Tag Archives: Dame Julian

Dame Julian and the nut

When the great English mystic Julian of Norwich (1342-1416) was 30 years old, she contracted a grave illness and came so near to death that she received the last rites. At the end of her illness she had several visions, or “showings”, that she understood to have come from God. She spent the next 20 years reflecting on these visions and writing down what she had learned from them. Perhaps, the most famous of those showings is this one:

“And he showed me a little thing, the size of a hazel nut, that seemed to lie in the palm of my hand. It was as round as any ball. I looked upon it with the eye of my understanding, and thought, ‘What may this be?’ And the answer came, ‘It is everything that is made.’ I wondered how it could last, for I thought it might suddenly have fallen into nothing, so little was it. And I was answered in my understanding: It lasts, and will for ever, because God loves it. And so have all things their beginning by the love of God. In this little thing I saw three properties. The first is that God made it. The second that God loves it. And the third, that God keeps it…” (1st Revelation)
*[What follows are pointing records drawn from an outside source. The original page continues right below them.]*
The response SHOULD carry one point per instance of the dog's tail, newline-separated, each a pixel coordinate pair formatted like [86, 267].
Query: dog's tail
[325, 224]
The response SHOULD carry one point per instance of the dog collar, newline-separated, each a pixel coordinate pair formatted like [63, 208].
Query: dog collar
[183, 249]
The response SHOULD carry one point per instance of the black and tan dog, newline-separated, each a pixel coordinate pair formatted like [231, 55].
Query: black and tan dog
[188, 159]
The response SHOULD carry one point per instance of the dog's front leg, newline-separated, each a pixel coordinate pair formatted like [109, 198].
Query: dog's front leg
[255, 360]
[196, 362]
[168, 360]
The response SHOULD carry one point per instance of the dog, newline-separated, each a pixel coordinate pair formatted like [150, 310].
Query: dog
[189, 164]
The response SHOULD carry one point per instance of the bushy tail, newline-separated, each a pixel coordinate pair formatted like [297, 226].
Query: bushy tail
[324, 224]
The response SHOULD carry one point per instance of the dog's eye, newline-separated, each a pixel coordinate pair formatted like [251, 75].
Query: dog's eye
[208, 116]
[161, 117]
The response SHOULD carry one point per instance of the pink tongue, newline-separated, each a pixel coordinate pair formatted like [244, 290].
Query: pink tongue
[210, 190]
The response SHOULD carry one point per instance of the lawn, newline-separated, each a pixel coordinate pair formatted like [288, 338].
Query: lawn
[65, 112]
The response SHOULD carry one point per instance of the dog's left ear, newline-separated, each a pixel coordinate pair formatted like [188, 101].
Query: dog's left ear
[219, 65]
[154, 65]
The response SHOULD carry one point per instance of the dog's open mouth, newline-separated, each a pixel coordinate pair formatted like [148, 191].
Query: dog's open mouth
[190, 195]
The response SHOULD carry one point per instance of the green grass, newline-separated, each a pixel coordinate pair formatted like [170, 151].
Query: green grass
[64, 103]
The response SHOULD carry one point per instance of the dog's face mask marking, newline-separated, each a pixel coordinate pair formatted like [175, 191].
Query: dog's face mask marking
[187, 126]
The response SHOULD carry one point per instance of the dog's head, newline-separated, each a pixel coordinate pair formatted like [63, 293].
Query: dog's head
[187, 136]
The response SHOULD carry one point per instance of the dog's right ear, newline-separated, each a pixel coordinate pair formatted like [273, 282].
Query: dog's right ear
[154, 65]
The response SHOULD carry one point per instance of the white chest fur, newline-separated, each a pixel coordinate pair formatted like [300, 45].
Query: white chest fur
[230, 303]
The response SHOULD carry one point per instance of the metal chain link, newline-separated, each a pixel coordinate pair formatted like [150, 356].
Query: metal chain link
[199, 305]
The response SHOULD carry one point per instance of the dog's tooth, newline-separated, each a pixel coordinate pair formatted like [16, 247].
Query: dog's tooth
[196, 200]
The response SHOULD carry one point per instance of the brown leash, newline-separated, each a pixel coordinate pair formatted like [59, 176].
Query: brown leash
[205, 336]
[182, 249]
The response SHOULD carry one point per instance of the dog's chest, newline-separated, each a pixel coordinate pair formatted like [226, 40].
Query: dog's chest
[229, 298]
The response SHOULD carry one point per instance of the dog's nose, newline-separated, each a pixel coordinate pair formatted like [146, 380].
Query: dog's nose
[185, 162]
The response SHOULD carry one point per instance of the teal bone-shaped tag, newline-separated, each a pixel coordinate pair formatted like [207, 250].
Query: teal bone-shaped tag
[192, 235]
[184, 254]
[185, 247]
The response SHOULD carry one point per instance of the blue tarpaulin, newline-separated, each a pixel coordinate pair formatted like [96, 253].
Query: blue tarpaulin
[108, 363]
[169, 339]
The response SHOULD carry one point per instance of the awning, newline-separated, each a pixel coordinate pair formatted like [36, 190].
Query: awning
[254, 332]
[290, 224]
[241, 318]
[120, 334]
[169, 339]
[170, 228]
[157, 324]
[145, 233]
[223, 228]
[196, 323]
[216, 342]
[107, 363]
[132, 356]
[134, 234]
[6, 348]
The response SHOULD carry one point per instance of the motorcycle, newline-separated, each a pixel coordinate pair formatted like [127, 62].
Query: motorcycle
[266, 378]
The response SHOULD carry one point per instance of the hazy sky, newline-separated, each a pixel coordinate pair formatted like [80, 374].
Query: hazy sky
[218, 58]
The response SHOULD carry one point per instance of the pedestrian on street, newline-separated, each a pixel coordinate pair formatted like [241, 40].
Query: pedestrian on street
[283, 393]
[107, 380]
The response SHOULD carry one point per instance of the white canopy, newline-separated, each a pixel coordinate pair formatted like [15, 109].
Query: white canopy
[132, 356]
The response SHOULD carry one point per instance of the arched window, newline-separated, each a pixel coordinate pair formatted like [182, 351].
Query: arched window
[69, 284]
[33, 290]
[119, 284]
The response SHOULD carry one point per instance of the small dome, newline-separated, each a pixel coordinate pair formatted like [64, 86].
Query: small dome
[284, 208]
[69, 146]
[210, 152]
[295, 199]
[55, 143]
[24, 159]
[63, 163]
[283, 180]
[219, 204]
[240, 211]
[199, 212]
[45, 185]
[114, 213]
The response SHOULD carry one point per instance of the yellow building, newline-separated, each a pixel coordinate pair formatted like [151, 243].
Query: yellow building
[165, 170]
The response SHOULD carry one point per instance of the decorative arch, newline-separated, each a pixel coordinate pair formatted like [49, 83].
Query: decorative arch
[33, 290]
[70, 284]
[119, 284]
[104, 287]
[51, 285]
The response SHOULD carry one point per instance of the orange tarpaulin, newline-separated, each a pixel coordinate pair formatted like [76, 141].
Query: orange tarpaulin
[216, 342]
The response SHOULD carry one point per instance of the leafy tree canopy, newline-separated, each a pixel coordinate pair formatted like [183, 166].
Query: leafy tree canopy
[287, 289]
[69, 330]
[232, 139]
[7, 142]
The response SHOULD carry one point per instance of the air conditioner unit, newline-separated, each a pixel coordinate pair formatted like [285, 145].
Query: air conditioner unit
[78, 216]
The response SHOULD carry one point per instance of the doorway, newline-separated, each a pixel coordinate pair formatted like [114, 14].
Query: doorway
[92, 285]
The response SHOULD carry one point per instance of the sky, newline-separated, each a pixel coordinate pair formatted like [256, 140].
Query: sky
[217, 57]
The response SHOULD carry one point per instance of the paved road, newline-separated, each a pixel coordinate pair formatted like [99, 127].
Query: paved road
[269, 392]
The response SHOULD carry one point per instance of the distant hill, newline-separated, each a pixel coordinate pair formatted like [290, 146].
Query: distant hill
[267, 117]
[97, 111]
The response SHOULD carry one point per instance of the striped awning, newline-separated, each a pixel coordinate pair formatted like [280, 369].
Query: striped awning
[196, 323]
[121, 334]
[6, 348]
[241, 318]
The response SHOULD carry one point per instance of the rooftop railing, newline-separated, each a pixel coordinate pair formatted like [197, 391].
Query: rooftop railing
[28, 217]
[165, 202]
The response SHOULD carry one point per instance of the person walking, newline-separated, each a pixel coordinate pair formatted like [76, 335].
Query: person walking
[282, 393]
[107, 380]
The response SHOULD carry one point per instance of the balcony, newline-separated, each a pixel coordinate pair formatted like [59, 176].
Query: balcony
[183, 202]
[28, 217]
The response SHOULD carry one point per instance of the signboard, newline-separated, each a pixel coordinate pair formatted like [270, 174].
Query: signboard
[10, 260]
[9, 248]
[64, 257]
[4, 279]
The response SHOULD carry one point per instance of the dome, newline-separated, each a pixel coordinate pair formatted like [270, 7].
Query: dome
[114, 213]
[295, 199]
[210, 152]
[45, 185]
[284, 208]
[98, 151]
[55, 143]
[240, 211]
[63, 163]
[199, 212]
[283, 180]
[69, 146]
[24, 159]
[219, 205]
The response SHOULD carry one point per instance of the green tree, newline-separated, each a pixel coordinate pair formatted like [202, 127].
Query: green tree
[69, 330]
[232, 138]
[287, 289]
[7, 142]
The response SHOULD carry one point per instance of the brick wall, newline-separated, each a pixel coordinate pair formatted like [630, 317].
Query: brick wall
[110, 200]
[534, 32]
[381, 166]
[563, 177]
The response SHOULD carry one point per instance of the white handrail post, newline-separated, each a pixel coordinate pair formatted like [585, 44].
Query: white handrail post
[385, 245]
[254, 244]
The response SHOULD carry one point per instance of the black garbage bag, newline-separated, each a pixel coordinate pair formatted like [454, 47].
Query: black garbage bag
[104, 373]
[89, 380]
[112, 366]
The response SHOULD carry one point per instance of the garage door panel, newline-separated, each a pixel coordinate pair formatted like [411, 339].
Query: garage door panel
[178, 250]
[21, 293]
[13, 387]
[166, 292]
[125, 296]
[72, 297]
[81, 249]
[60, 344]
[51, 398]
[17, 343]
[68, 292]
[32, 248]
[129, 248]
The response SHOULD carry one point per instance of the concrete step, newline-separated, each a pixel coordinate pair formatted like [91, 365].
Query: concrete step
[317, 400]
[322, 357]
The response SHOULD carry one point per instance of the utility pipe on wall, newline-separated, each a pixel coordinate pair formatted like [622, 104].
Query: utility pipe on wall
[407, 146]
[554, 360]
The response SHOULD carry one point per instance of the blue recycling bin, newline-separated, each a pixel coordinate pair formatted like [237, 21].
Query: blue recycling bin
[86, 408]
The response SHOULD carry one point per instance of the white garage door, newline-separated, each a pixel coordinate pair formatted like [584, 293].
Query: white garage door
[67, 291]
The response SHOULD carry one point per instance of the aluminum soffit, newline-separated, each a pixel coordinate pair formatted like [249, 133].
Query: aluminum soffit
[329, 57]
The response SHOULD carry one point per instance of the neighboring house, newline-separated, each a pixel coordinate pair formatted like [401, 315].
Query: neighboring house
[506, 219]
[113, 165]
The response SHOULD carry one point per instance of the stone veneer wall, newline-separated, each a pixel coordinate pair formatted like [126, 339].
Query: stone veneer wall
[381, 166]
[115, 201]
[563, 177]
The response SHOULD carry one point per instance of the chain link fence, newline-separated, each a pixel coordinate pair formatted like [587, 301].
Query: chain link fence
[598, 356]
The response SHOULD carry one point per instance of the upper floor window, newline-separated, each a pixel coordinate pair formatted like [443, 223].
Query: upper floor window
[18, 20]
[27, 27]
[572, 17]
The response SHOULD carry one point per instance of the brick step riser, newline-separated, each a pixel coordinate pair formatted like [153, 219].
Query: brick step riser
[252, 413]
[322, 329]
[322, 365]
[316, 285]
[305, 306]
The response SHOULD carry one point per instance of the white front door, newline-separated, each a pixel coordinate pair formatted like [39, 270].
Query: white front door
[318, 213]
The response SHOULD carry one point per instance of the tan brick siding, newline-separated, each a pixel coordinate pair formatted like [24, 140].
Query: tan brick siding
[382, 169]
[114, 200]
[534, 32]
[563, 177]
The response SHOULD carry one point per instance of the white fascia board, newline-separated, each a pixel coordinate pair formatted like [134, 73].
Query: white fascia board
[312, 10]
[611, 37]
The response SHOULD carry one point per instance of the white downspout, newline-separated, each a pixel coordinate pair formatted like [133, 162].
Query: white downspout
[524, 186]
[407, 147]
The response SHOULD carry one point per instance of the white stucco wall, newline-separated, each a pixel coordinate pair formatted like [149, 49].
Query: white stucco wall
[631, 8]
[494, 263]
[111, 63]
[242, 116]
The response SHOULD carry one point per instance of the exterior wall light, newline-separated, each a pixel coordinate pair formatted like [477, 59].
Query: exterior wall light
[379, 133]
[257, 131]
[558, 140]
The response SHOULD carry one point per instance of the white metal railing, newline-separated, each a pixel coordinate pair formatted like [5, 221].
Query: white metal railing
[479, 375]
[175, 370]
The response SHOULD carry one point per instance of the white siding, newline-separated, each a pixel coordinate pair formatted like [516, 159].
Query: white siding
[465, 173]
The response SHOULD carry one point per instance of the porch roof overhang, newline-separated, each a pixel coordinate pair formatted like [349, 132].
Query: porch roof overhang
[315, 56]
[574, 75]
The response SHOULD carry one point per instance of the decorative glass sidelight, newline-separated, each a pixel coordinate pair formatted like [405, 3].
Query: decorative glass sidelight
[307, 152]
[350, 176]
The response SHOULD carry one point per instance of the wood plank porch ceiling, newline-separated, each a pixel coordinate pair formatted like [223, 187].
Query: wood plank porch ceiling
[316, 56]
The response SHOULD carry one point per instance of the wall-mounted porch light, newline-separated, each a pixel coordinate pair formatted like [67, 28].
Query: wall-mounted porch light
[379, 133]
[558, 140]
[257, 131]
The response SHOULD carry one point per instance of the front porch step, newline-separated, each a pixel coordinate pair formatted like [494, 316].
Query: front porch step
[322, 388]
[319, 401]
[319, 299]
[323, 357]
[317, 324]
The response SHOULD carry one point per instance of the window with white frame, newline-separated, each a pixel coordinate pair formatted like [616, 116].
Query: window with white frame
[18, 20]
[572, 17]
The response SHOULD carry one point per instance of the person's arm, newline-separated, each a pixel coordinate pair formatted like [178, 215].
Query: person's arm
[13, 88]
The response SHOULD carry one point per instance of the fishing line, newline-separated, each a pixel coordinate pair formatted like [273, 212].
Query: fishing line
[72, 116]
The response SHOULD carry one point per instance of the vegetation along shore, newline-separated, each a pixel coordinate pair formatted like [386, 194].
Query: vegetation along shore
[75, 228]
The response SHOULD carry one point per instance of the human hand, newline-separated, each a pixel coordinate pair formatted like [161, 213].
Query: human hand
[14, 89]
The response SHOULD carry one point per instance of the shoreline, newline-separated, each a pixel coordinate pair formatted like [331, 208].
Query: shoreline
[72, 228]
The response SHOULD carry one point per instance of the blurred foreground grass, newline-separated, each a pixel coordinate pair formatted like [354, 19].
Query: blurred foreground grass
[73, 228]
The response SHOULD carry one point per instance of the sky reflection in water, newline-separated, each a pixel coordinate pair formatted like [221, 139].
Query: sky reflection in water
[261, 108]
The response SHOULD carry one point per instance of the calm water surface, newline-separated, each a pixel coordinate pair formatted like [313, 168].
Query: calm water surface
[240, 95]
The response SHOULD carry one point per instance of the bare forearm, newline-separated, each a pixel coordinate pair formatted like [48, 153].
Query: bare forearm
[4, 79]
Seeing the fragile thing in the palm of her hand, Julian wondered how it could last. She had reason to wonder if the world she knew might fall into nothing. As a child she lived through the Black Death, the plague that decimated Europe from 1348 – 1351. Nearly half of her city of Norwich died in a three-year span, and she herself nearly died from serious illness.

Sometimes our own lives seem so tenuous they might dissolve into nothing. It might be serious illness. It might be job or economic problems. It might be family or relationship difficulties. It might be doubts about faith or uncertainty about love or our competency or our worthiness. Whatever the cause, life can seem uncertain and our hold on it unsure. Our hold on ourselves and on God can seem tenuous and uncertain. Julian of Norwich found her comfort, not in grasping and clinging to the ephemeral littleness of created reality, but in uniting herself to the abiding love and joy of the uncreated God.